The subject of this story: chaos: the idea of romance is a contrast to chaos, the ideal gets put down in the world and, look, it's bent and kicked, you wouldn't even recognise it if he wasn't there using the word "romance" to remind you, the circumstances are grubby, the people are not handsome or interesting, they get distracted, the author is ignorant, and time keeps passing and wrecking everything, chaos wins, there is a stupid argument, the hero spits on his fiancée's mother, chaos is stronger than the power of storytelling, it's stronger than Zoshchenko the author: he lets it in by trying to be good and truthful (describing the hero would be dishonest) and it undermines him. So much for good deeds.

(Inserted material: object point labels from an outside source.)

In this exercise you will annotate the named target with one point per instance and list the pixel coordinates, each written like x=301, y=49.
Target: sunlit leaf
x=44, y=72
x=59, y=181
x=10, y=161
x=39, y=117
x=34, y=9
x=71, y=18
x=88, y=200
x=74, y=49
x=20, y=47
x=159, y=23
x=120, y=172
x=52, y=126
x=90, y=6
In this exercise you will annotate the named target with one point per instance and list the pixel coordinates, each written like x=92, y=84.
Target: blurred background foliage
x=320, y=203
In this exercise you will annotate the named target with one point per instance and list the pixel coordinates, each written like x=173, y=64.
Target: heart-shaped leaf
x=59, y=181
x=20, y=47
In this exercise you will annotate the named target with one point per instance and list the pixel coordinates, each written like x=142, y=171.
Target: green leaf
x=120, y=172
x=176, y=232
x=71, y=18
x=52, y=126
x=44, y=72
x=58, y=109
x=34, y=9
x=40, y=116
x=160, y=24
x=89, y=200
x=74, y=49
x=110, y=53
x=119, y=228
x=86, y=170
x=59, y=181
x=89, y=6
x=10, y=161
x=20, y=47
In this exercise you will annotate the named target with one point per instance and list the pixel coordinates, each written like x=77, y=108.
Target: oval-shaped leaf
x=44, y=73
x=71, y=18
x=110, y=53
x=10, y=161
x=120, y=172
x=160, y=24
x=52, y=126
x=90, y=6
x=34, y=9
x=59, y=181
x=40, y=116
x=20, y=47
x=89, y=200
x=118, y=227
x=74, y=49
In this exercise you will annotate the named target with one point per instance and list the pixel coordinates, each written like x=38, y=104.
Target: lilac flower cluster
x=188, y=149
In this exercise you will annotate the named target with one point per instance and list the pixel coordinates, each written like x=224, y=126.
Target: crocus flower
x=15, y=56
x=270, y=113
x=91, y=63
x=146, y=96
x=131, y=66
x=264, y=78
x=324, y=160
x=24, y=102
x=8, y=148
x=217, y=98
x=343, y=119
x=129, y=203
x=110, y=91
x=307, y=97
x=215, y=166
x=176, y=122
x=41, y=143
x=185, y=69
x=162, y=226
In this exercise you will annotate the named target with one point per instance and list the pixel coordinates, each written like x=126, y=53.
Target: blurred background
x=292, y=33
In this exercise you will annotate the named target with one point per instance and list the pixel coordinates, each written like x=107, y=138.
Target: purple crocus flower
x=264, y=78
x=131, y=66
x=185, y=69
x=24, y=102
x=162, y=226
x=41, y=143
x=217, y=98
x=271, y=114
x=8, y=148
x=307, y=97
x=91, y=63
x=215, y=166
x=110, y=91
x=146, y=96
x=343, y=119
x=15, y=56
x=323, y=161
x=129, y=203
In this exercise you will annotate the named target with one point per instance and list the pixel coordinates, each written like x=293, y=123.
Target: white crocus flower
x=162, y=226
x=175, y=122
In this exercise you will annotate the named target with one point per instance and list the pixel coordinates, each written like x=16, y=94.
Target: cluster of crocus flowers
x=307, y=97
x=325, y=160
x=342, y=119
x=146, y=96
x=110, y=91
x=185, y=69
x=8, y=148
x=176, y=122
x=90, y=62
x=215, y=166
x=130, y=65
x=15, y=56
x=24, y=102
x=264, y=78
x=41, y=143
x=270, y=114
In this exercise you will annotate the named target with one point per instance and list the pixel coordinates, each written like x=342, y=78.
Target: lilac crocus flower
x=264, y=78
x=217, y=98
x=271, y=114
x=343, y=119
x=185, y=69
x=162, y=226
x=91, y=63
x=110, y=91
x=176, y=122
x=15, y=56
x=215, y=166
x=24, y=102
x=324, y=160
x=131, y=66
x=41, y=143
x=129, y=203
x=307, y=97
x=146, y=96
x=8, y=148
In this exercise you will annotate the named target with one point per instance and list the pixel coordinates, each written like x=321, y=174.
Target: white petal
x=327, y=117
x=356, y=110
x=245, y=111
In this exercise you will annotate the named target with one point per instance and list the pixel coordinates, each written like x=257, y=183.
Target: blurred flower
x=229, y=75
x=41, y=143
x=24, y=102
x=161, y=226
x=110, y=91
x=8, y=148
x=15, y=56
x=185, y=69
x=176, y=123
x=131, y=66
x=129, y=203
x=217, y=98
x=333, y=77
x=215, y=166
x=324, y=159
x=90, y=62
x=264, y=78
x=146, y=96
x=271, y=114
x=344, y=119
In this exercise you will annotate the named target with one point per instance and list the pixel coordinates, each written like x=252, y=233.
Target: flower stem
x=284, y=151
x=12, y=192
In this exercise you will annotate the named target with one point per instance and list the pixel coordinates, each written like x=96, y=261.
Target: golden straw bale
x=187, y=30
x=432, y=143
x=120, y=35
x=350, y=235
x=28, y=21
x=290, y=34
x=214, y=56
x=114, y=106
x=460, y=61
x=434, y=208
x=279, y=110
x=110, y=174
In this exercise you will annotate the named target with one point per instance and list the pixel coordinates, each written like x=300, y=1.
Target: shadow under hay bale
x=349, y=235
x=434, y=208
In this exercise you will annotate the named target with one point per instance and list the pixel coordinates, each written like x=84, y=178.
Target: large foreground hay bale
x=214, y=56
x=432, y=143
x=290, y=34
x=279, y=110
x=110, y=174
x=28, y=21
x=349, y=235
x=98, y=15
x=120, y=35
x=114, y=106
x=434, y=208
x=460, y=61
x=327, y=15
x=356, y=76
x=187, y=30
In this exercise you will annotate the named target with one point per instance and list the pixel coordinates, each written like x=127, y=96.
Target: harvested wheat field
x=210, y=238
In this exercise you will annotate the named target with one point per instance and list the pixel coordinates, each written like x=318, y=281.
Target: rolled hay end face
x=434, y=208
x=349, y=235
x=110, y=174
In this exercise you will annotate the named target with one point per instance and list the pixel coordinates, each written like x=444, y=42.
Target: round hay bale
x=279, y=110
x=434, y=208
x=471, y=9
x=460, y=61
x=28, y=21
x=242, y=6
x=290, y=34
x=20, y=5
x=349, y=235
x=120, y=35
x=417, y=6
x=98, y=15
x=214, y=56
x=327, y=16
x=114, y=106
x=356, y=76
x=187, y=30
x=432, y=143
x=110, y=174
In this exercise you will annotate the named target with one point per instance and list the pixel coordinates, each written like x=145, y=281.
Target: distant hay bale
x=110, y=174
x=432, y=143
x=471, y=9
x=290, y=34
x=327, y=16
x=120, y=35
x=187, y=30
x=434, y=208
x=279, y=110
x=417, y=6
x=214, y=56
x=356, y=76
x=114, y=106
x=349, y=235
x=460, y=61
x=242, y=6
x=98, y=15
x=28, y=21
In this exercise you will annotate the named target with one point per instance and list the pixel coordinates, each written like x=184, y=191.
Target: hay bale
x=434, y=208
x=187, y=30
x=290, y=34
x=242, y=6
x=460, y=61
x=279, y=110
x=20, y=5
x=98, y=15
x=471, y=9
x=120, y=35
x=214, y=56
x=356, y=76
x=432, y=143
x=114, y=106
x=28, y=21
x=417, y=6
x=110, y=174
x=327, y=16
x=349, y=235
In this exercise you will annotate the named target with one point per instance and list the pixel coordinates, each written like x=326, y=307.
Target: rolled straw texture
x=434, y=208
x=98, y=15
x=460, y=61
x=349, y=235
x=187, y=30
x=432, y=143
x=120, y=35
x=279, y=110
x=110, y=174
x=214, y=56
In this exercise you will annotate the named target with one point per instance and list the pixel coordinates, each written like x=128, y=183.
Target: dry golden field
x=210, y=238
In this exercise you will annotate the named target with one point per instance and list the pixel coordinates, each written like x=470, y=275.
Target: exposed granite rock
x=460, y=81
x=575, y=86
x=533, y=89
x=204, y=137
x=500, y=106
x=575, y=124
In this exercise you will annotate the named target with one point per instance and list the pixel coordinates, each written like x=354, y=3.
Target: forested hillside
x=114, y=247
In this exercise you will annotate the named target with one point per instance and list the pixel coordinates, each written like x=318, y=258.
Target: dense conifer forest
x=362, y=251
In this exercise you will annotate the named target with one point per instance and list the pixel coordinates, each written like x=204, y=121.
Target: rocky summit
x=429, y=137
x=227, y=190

Miles away in Germany Robert Walser was having the same problem; he would decide to describe a couple sitting on a bench and then the objects around them wanted to be described as well, a snail, a snake, he would tear himself away from the snake and some other digression would push its way in, he would end up describing an angel; the story would ask for an interesting touch so he would insert a military man in a hat, then confess immediately that the military man was irrelevant, he was only there to give you, the reader, a handsome surprise, which he, the author, had just ruined by explaining everything.


4 comments:

  1. You motivated me to go and get my two-volume Zoshchenko down off the shelf. A receipt masquerading as a bookmark fluttered out of it - dated 1982. High time I gave him another look.

    ReplyDelete
    Replies
    1. You have a two-volume Zoschchenko? Oh nice. Is it translated or in Russian? I've been trying to find more of him in the libraries around here (unabridged versions of the novellas are the things I really want), but nobody has him, not even the university. Translated comedy often doesn't make me laugh -- I can see the idea of a joke, the ghost or echo of a joke, and I say to myself, "It must have been funny in the original" -- but he worked, even the though the English of the translation is a bit clunky. (I don't know if this is the translator being faithful to the original, or just the translator being himself.)

      Delete
  2. not translated, but needless to say i can only stagger through its thickets with the Oxford Russian English Dictionary

    ReplyDelete
    Replies
    1. Well, one day, if I ever meet a Russian, I'll ask that Russian if they've read Zoschchenko, and if they have I'll ask them how he comes across in Russian, because most of the clunky parts are the kinds of clunk you might get if you were writing too fast, and using the same basic set of words a couple of times in a row because you don't have the time to stop and fool around with alternatives. Which, since he was publishing short pieces in -- newspapers? magazines? some sort of popular ephemeral medium -- might have been the way he wrote. Or might not have been the way he wrote; might have been the translator slogging through four hundred pages of Russian with a deadline ahead of him. Might be deliberate plainness and directness and I'm reading it as clunk. I wonder.